Feds: Health care reform could help thousands in Michigan
Detroit Free Press | November 23rd, 2009
Health Insurance News
Detroit Free Press | November 23rd, 2009
By Todd Spangler, Detroit Free Press
Nov. 23–WASHINGTON — With Congress home for the Thanksgiving holiday, the Obama administration provided members of the House and the Senate a little something today it hopes will make health care reform more palatable for their constituencies: new estimates on how many millions of people it says will be helped.
In Michigan, that translates to 1.3 million people the U.S. Department of Health and Human Services says are without insurance and 459,000 state residents with individual policies now who stand to get guaranteed coverage for less on a national insurance exchange.
The agency released state-by-state estimates based on data provided by the Robert Wood Johnson Foundation and the Urban Institute. Said HHS Secretary Kathleen Sebelius, “The reports give us a clearer picture of the kind of change health reform will bring.”
The administration push comes at a critical moment: When senators return from Thanksgiving break next week, they will begin debate on the mammoth legislation with an eye toward passing it in the short time left before the end of the year.
To do so, majority Democrats will have to beat back attempts by Republican critics to derail a bill they argue will actually increase health care costs for many and carries an $848-billion 10-year price tag which is too much for the nation to bear. At the same time, Senate Majority Leader Harry Reid will have to answer concerns of moderate Democrats anxious about spending, reductions to Medicare and a so-called public option government plan which has drawn conservative fire.
President Barack Obama’s White House has made passing health care reform a priority and, with the state-by-state sheets released today, makes a case that despite the compromises made so far in the Senate, that chamber’s bill still carries a huge potential effect by cutting the number of uninsured, partially closing the benefit gap in prescription drug services for seniors and ensuring that no one is turned away from affordable coverage because of a preexisting condition.

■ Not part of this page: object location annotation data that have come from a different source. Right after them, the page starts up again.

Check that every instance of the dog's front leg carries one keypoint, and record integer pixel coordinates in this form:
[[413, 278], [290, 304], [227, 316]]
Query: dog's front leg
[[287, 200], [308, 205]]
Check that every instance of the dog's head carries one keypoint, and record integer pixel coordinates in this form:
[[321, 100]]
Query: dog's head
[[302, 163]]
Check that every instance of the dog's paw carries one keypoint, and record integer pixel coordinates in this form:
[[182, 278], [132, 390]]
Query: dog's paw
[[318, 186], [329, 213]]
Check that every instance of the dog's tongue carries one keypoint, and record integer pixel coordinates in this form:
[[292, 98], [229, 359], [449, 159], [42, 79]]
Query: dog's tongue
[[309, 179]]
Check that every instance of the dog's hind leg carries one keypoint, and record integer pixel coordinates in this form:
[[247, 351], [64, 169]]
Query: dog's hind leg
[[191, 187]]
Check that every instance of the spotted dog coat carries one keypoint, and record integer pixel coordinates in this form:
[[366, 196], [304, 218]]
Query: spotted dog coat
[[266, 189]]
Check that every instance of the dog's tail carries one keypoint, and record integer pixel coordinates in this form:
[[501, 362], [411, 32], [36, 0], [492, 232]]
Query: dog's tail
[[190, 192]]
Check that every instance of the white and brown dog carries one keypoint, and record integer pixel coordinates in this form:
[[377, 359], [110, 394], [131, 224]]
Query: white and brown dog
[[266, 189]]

The administration says nearly 800,000 Michigan residents could qualify for federal subsidies to help pay for affordable insurance coverage purchased through a new national exchange created to enhance competition and that 1.6 million seniors — the number now on Medicare in the state — will finally get free preventive coverage through the program.
The Michigan report also concludes that:
–An estimated 192,000 early retirees could be helped with a reinsurance plan that will help cover the cost of their catastrophic claims for a few years.
–Some 279,000 Medicare beneficiaries who fall in the prescription drug benefit gap will see the price of brand name drugs cut in half.
Without health reform, the report said, Michigan’s uninsured population would increase to 1.6 million by 2019.
Some of the report’s numbers raise questions, however. For instance, the report from the Urban Institute and the Robert Wood Johnson Foundation estimates Michigan’s uninsured population at 1.3 million, though the state set that number at 1.15 million in 2008. (The rise in unemployment, however, could explain the difference.) Even if the 1.3 million figure is correct, the Congressional Budget Office has concluded that nationally the Senate reform bill will cover about 94% of the total population, not everyone.